Checking the fail bit on the stream before reading the next archived item
should work. It's intended to anyway. If it doesn't work it's a bug. There
might be a little tweaking required as I didn't test for this specifically.
If you try this and it doesn't work and you find the oversight let me know
and I'll add the fix. Better yet, make and test a small test and submit it
to me and I'll add it into the test suite.

> However, you could take the view that you should always know what
> is in the archive, and to have a method of failure that does not
> throw an exception would invite errors. That suggests that a
> constructor flag might work (e.g. throw_on_eof default to true).

I recently discovered that one can set a flag on an input stream so that an
attempt to read past eof will throw an exception. This would leave all
options open. After learning ths I'm considering removing the code that
checks the fail bit as I would like to leave the flexibility for the user
and make the serialization library smaller. BTW the fail bit means - "the
next operation is expected to fail", NOT "the last operation failed". This
confused me for quite a while until I actually carefully read the
documentation for stream rather than presuming what I thought was obvious.

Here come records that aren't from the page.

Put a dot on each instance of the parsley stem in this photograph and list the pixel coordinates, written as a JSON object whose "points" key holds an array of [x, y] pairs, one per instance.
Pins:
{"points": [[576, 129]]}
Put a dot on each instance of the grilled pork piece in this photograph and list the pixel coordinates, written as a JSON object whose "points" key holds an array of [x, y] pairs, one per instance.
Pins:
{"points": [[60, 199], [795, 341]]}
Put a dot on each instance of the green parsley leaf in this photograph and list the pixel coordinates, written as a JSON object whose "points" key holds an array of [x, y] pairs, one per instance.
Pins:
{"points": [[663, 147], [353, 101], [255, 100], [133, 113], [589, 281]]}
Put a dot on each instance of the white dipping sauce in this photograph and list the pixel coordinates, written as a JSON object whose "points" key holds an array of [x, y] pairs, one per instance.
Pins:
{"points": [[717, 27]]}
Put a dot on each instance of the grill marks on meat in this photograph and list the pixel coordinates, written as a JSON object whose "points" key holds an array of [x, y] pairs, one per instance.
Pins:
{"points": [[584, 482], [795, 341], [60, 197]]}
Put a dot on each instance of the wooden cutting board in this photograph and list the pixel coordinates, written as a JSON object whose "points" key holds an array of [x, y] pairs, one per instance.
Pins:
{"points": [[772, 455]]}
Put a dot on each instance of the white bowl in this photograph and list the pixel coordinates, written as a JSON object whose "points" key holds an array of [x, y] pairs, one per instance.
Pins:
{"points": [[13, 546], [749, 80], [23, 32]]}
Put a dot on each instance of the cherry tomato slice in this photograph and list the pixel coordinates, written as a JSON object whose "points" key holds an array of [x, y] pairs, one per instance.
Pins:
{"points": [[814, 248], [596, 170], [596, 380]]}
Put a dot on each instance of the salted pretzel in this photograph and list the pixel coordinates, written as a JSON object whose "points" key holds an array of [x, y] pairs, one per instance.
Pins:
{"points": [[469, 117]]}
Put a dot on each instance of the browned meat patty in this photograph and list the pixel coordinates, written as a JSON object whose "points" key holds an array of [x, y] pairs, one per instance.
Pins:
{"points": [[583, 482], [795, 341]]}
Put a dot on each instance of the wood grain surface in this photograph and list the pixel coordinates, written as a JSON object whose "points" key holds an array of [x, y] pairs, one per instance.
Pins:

> 4) A minor point: It would be nice to be able to construct an archive
> with a boost::filesystem::path, instead of creating an fstream and
> then using that to create the archive. It is certainly nice that I
> can attach an existing stream to an archive, but directly using a
> path would reduce some clutter. It would also make it a little
> safer, because I couldn't accidently insert something into the
> stream that was not serialized.

Feel free to make your own - it should be trivial exercise. It should be
easy to do deriving from any of the current archives. Polymorhphic archive
works this way. Its one template that "adapts" any archive it's applied to.

Also the current setup is specifically designed to permit serialized data to
be embedded within some other data stream if the user requires it. I haven't
specifically tested this either.

> I have read large parts of the discussions when you were submitting
> your library, but not all. If I have missed something, you can just
> point me to it.

Seems like you've pretty much got it. The thing that takes special care is
the serialization of pointers through abstract base pointers. This works
fine but there are a couple of non-intuitive aspects that can trip you up.
The manual is pretty complete. This is mostly because I kept adding to it
as questions kept coming up on the list. So I would hope that one can
understand and use the package without going back and trolling through the
list.

If you don't mind, I'm posting this to the list. Your questions are
interesting, good grist for the list, and help diminish the frequency of the
same questions getting asked multiple times.